Solved Remove Foreign Language Fonts

I noticed I have three foreign language fonts in editors/libreoffice and www/firefox that I would like to remove if possible. I can't find them by name in ports so am at a bit of a loss. The fonts (first name) are
Code:
estrangelo
serto
east syriac
If these are part of the base OS, that's fine, but if not, I am at a loss as to where they came from.
 
They are definitely not a part of the base OS. All three are Syriac fonts, and described e.g. here.
They are provided by x11-fonts/font-misc-meltho. However, when I tried to remove this package, pkg(8) wanted to uninstall 124 (!) other packages (which "depend" on this?), including gtk2/3, qt4/5 and even vlc.
 
Well, that did it, thanks! I use ports exclusively and removing this port caused no ill dependency effects for me. How did you know what provided this font? I have one more and I would like to learn how you figured this out.

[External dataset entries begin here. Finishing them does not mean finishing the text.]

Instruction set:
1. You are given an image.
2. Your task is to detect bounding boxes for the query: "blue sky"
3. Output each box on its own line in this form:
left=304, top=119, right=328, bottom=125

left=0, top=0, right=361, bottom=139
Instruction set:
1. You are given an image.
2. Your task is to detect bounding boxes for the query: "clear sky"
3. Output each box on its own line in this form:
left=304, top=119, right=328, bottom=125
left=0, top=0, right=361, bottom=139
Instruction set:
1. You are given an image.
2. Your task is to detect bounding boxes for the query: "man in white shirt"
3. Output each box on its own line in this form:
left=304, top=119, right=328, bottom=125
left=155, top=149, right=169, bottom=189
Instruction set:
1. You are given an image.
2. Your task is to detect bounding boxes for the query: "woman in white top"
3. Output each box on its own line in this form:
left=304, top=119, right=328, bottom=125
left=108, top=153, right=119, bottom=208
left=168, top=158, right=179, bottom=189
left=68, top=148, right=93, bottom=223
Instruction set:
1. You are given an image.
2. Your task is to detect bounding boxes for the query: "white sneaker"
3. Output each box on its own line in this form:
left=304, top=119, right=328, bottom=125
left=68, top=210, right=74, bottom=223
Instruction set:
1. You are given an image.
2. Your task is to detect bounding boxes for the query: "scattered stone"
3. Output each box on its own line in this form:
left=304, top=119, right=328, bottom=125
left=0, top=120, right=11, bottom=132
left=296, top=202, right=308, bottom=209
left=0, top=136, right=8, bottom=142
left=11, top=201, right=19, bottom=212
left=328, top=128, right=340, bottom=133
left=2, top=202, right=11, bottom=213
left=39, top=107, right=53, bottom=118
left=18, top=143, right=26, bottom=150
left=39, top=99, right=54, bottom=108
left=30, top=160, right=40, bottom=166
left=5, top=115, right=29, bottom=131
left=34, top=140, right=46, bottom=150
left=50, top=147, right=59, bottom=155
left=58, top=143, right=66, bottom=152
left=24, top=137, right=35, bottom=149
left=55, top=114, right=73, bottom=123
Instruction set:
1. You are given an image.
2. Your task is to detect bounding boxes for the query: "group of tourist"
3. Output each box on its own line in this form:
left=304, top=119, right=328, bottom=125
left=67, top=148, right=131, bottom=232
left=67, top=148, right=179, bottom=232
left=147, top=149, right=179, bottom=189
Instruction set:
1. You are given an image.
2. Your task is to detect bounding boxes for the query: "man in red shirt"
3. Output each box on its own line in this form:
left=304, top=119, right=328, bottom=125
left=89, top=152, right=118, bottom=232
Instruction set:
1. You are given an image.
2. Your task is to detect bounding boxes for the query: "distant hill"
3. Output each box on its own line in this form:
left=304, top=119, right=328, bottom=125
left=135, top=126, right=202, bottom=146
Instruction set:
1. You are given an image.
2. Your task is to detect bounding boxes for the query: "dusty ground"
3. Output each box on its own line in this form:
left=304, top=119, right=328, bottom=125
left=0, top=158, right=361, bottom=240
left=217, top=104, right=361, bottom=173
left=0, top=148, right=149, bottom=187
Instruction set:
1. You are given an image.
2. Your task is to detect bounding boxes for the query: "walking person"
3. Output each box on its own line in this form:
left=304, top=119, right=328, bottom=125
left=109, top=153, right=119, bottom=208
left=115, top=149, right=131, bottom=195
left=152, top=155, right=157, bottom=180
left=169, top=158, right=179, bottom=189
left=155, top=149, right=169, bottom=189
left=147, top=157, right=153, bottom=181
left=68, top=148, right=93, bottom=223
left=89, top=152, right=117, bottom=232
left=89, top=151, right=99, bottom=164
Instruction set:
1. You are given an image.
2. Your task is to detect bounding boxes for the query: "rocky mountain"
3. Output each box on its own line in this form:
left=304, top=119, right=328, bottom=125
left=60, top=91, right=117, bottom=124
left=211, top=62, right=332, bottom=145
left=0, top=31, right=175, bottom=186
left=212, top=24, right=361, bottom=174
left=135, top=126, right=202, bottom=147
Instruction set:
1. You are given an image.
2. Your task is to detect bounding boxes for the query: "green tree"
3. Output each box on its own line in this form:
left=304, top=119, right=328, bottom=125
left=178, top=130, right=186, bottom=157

EDIT: Disregard, I figured it out. I searched for the font name on https://www.freshports.org and found the containing port so removed it. Not sure if this is how you did it.
 
The page I mentioned references melthofonts-1.21.zip file. In your list there is a "keyword": syriac.
What's the last one you have?
 
I searched for "goha" and it found that font I referenced above. It found 3 other ports but they are not installed and are unrelated. Kind of a shot in the dark but the search worked. Since that was the only font returned in the search, I checked and it was installed so did a make deinstall clean in the port directory, then fc-cache -fv and voila', no more font :)
 
Of course, seeing those unneeded fonts in the list is annoying, but on the other hand seeing those squares instead of characters on certain web pages (like wikipedia/wiktionary) is annoying too... So if they are just .ttf or .otf files I prefer to keep them. It's happened to me that when trying to find e.g. etymology of a word I needed to copy and paste foreign characters for translation or so.
 
I never thought of that, probably because I only speak one language but that makes sense. Thanks for your help aragats.
 
If you know the filename and want to know which package it came from: pkg which /usr/local/bin/somebin

For example:
Code:
root@c1:~# pkg which /usr/local/bin/tmux
/usr/local/bin/tmux was installed by package tmux-2.3
 
Of course, seeing those unneeded fonts in the list is annoying, but on the other hand seeing those squares instead of characters on certain web pages (like wikipedia/wiktionary) is annoying too...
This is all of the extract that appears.